The rest of the way, we were in heavy traffic. I tried to imagine how the left lane out of three can be brought to a stop when there are no ramps on or off from that side. Theoretically, that lane should just cruise along at a steady pace. So much for theory.
Past Cambridge, they were still widening the 401 between Highways 24 and 8. Some of the concrete barricades had been there so long that there was several layers of growth on top of them. The number of orange barrels caused me to wonder who makes them? Later, I did some research and found that the biggest manufacturer was Plastic Safety Systems Inc in Cleveland. Total production from all sources is about 750,000 barrels per year and a barrel will last about three years. The price depends on what type of reflective materials are supplied. Fascinating. Then I remembered this:-))
We arrived at the Best Western Plus in Woodstock about 3:15 PM. I had originally made a reservation for two nights and then, later, another for Monday through Wednesday. Thursday wasn't available (I shouldn't procrastinate), so I had us reserved at the Days Inn for that night. The Best Western is a lot nicer for only about $10 a night more. Once disappointment was that my request for a first floor room near the lobby wasn't accommodated but we were located on the third at the top of the stairs that led to the gym and the pool.

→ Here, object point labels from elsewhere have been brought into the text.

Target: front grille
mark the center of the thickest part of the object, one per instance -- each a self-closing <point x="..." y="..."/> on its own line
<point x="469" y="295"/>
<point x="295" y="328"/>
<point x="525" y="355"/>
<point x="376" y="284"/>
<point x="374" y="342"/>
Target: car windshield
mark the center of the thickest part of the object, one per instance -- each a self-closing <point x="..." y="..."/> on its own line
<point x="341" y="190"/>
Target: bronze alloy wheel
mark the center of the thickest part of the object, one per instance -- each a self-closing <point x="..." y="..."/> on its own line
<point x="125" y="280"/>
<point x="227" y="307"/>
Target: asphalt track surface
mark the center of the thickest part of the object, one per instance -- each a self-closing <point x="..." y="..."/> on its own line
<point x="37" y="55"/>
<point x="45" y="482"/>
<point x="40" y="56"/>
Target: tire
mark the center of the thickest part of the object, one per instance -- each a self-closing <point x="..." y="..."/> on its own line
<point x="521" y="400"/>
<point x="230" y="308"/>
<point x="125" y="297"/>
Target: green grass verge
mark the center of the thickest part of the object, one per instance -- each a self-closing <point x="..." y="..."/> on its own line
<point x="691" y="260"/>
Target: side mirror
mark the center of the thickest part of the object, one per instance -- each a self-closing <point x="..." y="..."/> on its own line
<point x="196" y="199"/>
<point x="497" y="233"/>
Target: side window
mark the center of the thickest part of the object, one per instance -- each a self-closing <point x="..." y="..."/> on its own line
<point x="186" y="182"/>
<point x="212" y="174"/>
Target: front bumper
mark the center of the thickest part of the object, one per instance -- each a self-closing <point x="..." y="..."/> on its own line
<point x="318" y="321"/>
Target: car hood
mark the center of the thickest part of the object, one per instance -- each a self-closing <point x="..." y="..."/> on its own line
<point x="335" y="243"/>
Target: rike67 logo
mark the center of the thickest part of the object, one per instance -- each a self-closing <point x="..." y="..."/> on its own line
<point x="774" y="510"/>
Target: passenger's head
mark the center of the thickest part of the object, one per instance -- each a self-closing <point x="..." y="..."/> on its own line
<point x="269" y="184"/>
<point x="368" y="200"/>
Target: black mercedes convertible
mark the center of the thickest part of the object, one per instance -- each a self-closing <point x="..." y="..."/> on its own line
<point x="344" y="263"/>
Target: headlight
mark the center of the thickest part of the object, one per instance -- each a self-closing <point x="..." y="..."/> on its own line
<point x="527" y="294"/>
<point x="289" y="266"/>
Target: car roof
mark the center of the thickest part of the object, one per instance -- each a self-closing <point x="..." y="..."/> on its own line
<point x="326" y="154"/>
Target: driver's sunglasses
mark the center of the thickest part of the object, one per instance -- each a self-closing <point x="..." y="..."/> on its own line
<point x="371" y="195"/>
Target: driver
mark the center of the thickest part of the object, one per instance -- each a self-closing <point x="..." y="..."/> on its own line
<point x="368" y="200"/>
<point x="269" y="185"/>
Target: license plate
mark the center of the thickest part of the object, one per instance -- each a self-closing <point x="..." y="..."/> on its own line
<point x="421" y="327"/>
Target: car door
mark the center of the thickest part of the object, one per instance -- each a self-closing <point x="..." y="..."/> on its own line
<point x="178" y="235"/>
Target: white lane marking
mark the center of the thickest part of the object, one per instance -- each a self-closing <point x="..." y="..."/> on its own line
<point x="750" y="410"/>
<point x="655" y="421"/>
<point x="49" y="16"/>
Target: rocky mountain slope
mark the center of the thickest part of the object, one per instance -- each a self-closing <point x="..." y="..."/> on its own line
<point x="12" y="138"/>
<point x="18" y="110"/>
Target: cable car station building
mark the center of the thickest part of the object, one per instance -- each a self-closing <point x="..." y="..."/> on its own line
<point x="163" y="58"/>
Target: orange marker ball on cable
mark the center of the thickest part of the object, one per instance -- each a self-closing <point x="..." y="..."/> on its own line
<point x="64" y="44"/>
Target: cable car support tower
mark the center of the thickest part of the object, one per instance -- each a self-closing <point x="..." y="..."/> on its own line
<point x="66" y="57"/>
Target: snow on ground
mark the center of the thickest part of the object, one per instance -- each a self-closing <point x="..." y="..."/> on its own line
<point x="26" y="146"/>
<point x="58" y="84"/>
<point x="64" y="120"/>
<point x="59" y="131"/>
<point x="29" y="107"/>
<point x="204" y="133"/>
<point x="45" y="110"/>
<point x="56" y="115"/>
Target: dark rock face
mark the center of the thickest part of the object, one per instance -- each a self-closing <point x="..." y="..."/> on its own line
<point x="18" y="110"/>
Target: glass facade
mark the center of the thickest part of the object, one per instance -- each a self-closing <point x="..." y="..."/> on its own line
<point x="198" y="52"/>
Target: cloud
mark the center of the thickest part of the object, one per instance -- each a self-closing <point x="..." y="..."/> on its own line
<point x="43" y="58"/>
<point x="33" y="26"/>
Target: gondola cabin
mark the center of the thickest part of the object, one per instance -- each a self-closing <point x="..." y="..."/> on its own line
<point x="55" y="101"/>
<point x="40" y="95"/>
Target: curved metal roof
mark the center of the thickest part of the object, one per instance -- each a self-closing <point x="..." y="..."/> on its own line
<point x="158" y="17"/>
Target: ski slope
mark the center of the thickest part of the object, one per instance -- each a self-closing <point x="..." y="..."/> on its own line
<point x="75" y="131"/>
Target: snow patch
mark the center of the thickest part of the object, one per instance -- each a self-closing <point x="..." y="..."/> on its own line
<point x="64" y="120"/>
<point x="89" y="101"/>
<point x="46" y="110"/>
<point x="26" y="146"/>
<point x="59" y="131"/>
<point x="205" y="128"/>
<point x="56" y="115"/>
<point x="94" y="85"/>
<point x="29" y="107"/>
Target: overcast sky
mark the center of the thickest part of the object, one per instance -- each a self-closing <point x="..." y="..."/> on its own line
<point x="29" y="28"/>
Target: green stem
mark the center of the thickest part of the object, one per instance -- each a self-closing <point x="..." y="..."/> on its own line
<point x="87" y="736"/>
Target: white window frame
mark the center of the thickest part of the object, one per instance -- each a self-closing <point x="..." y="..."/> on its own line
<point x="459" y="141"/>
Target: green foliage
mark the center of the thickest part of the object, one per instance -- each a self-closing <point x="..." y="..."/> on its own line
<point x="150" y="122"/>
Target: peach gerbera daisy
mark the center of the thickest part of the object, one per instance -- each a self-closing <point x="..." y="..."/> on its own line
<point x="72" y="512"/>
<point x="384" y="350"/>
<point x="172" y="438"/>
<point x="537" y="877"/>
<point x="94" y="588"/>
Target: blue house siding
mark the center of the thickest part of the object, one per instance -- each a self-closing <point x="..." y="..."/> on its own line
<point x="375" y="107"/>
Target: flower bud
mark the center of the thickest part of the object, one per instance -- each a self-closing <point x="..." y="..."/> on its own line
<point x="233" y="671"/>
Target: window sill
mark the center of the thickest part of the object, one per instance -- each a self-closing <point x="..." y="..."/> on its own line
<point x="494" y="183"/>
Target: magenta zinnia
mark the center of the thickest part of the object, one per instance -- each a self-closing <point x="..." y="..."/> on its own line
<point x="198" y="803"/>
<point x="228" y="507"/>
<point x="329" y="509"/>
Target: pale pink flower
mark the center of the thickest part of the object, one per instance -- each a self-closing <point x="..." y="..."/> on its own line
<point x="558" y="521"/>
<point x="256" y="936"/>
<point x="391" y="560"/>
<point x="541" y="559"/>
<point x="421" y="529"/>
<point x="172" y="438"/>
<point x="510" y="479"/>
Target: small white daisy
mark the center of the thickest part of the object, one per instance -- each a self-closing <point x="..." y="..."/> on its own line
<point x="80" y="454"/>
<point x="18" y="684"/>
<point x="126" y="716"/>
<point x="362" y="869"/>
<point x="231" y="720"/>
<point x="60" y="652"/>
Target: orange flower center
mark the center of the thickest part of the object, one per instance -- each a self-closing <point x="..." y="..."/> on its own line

As we were unpacking, Heather came by with Jasper and Fiona. Jasper was almost 2 1/2, while Fiona was just over three months old. JJ wasn't shy at all.
We decided to go to Boston Pizza for supper. Both kids were as good as gold during the meal. Jasper coloured with the crayons provided and Fiona slept. Jasper had a grilled cheese sandwich, the go to meal for a child, while I struggled to find something on the menu that looked good. Sandy and I eventually shared a Hawaiian pizza.
Jasper was falling asleep after we ate, so Sandy went back to Heather and Tom's house in their van while I swung by the hotel. At the desk, I asked about combining our reservations. The young lady typed on the keyboard for a bit and then said it was done. She even extended us to Friday, so I cancelled the Days Inn. Then I went back to the house and visited with Heather (and Tom, who had just gotten home from work) for a while. We watched Cars with Jasper, who had perked up. This was his favourite movie. It was still early when we returned to the hotel and went to bed, my plans for a session in the fitness centre shelved for another day.